Experimental investigation and ANN analysis of a four-intersecting-vane rotary expander in a micro-scale organic Rankine cycle system

Organic Rankine cycles (ORCs) are often used for power generation from low-temperature waste heat. Although the ORC is a well-established technology for medium- to large-scale applications, several issues need to be resolved before it can be widely used in micro-scale applications, including the development of a reliable, lowcost, and efficient expander. A small-scale ORC experimental setup was built using R134 as the working fluid. This paper aims to investigate the performance of a four-intersection-vane rotary expander in a small-scale ORC system. The characteristics include filling factor, isentropic efficiency, and shaft power. The experiments are tested at suction temperatures up to 70 degrees C, rotational speeds up to 900 rpm and suction pressures up to 11 bar (abs).
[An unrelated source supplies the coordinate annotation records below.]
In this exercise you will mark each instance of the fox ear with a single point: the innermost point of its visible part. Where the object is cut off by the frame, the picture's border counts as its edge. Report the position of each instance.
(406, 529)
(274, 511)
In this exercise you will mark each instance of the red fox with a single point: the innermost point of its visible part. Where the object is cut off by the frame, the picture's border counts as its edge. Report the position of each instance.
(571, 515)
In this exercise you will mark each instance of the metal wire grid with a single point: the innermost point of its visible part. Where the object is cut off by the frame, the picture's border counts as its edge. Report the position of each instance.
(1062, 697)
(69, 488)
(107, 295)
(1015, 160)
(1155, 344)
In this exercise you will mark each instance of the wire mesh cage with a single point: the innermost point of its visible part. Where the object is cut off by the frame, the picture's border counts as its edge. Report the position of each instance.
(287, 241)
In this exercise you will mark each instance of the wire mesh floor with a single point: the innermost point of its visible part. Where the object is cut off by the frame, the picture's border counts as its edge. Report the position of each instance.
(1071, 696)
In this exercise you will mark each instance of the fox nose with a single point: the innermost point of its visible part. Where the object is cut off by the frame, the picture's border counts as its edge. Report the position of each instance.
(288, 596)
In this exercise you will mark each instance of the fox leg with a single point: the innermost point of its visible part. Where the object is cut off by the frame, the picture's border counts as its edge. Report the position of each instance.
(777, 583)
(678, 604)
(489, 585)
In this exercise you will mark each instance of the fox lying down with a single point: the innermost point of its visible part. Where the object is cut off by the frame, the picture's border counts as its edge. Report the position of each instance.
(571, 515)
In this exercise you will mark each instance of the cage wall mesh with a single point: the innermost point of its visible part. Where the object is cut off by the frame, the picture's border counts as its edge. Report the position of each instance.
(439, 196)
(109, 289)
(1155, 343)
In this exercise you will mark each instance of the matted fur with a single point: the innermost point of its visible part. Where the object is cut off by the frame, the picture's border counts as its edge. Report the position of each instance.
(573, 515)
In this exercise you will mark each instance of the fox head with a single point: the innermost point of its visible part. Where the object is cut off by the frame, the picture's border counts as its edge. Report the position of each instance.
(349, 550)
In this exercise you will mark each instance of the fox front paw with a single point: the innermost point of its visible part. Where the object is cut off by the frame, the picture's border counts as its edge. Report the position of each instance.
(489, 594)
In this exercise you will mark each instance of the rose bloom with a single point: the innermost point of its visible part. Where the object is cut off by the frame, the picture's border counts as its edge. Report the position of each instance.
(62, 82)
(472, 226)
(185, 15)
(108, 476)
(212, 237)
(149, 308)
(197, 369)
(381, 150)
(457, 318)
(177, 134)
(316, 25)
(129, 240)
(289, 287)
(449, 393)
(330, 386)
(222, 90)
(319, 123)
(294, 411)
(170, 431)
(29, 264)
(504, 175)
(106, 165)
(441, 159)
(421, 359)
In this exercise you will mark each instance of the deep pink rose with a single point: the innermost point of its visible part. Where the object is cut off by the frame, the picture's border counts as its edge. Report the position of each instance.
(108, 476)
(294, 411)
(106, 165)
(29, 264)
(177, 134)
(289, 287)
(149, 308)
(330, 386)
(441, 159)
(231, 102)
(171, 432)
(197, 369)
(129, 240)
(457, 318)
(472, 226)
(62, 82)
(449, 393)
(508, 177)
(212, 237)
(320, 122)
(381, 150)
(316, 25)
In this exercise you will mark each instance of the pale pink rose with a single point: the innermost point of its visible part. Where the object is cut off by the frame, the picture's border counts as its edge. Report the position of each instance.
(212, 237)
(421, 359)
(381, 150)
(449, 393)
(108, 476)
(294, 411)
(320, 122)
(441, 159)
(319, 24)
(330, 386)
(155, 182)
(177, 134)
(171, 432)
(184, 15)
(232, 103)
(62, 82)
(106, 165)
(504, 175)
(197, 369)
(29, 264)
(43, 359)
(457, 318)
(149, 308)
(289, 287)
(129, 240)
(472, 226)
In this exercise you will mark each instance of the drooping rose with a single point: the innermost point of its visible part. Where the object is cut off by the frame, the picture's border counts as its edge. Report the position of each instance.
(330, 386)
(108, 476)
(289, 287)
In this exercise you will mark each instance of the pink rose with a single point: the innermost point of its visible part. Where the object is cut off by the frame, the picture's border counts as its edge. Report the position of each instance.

The expander demonstrated shaft power of up to 73 W, minimum filling factor of 1.9, and isentropic efficiency of up to 45.6 %. The impacts of lubrication on the performance of the expander are discussed. Besides the experimental work, an Artificial Neural Network (ANN) and Genetic Algorithm (GA) modelling approach was proposed to achieve higher accuracy in mapping the expander's performance. The developed model is evaluated with different parameter settings, train functions and learning rates to increase the prediction accuracy.